Vorsorgewohnung Wien und Österreich: Steuervorteile, Rendite und was Anleger wissen müssen
Die Vorsorgewohnung gilt in Österreich als Klassiker der privaten Altersvorsorge. Das Konzept klingt verlockend: Eine neue Eigentumswohnung kaufen, die Umsatzsteuer zurückbekommen, die Wohnung vermieten und dabei steuerliche Verluste mit dem Gehalt verrechnen. In Wien boomt das Segment seit Jahren — und mit ihm die Versprechen von Anbietern, die das Modell als risikoarme Altersvorsorge vermarkten.

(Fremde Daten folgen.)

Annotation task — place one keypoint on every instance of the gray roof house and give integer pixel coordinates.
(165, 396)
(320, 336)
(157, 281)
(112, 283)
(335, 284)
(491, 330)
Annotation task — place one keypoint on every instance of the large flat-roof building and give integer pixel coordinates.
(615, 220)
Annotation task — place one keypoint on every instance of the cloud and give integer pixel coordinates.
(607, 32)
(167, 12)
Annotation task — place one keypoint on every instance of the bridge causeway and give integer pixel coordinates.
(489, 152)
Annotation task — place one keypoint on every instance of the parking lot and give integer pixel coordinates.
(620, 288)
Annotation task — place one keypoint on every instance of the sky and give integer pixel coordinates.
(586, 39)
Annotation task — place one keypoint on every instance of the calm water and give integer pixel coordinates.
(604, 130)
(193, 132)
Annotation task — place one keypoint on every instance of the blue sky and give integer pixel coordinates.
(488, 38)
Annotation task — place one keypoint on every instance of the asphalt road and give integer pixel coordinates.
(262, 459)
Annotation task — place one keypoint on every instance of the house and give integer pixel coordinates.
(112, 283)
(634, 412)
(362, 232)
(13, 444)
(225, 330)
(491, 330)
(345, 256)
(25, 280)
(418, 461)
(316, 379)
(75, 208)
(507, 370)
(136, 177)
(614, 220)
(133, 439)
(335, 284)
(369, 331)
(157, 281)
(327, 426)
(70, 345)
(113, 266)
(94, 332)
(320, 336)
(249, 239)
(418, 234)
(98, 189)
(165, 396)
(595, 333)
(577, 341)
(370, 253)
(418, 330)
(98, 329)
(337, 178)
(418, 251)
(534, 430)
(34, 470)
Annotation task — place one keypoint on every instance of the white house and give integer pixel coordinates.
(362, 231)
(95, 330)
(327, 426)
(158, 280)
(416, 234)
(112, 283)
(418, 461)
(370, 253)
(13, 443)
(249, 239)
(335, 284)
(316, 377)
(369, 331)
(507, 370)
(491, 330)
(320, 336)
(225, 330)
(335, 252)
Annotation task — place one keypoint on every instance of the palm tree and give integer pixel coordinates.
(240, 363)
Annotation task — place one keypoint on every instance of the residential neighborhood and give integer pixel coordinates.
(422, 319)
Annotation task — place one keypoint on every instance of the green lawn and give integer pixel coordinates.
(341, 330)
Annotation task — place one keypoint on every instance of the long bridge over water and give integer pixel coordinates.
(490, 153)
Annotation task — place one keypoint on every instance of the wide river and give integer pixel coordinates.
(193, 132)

Die Realität ist komplizierter. Eine Vorsorgewohnung ist ein Finanzprodukt mit klaren Vorteilen, aber auch mit Fallstricken, die Investoren kennen müssen, bevor sie unterschreiben.
Was eine Vorsorgewohnung technisch ist
Der Begriff „Vorsorgewohnung" ist keine gesetzlich definierte Kategorie. Er beschreibt eine Eigentumswohnung, die von einem privaten Käufer ausschließlich zum Zweck der Vermietung erworben wird — in der Regel eine Neubauwohnung von einem Bauträger.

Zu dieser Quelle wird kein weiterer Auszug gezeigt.